WASHINGTON, D.C. — Timberwolves forward Kevin Love this season has produced the kind of rebounding numbers not seen around the NBA in decades, including three consecutive 20-point, 20-rebound games on a three-game trip that ended Saturday in Washington.
But it was two he couldn't reach that helped turn Saturday's game in the fourth quarter from a six-point advantage into a 103-96 loss to the Wizards at Verizon Center.
Love has made coaches -- his own and opposing ones -- marvel at his positioning, his strength and his instincts while delivering a double-double streak that on Saturday reached 50 games as well as a string of 30/30, 30/20 and 20/20 not achieved in the association since Moses Malone and Kevin Willis played.

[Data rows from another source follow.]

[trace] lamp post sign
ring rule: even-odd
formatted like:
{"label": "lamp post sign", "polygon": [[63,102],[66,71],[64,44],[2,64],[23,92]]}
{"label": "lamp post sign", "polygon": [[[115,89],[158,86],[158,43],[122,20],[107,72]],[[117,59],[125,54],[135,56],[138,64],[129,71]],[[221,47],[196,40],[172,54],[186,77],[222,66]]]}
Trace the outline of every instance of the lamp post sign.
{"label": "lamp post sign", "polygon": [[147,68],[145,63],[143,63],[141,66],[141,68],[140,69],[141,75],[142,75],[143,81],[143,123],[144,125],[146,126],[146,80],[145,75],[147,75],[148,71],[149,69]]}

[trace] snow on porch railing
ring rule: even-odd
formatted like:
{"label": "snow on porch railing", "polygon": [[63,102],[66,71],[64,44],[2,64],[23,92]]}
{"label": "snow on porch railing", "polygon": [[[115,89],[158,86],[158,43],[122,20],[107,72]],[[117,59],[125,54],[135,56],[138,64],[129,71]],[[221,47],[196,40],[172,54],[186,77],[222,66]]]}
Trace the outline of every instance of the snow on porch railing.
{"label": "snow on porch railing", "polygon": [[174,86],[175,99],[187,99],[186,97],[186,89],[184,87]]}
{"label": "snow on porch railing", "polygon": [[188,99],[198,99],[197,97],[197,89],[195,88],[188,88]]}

On Saturday, his 20-point, 21-rebound night couldn't prevent Wizards rookie forward Trevor Booker from transforming the game with three consecutive slam dunks, including two rising putback dunks right over the top of Love midway through the final quarter.
"He's an athletic dude," Love said. "He's the type of guy who, you see the mascots jumping off the trampoline? It felt like that's what he was doing out there."
Booker's name never will strike such regret in the hearts of Wolves fans as Brandon Roy or, in a bit of revisionist history, Ray Allen do.
But yet on Saturday, he still became just one more fleeting Wolves pick who came back to beat the team that selected him on draft night and then traded him away.
Technically, the Wolves drafted Booker 23rd overall on draft night last summer. But with a deal with the Wizards already in the works, they quickly traded the former Clemson 6-8 forward for the 30th and 35th overall, which the Wolves used to acquire Marquette's Lazar Hayward and European prospect Nemanja Bjelica.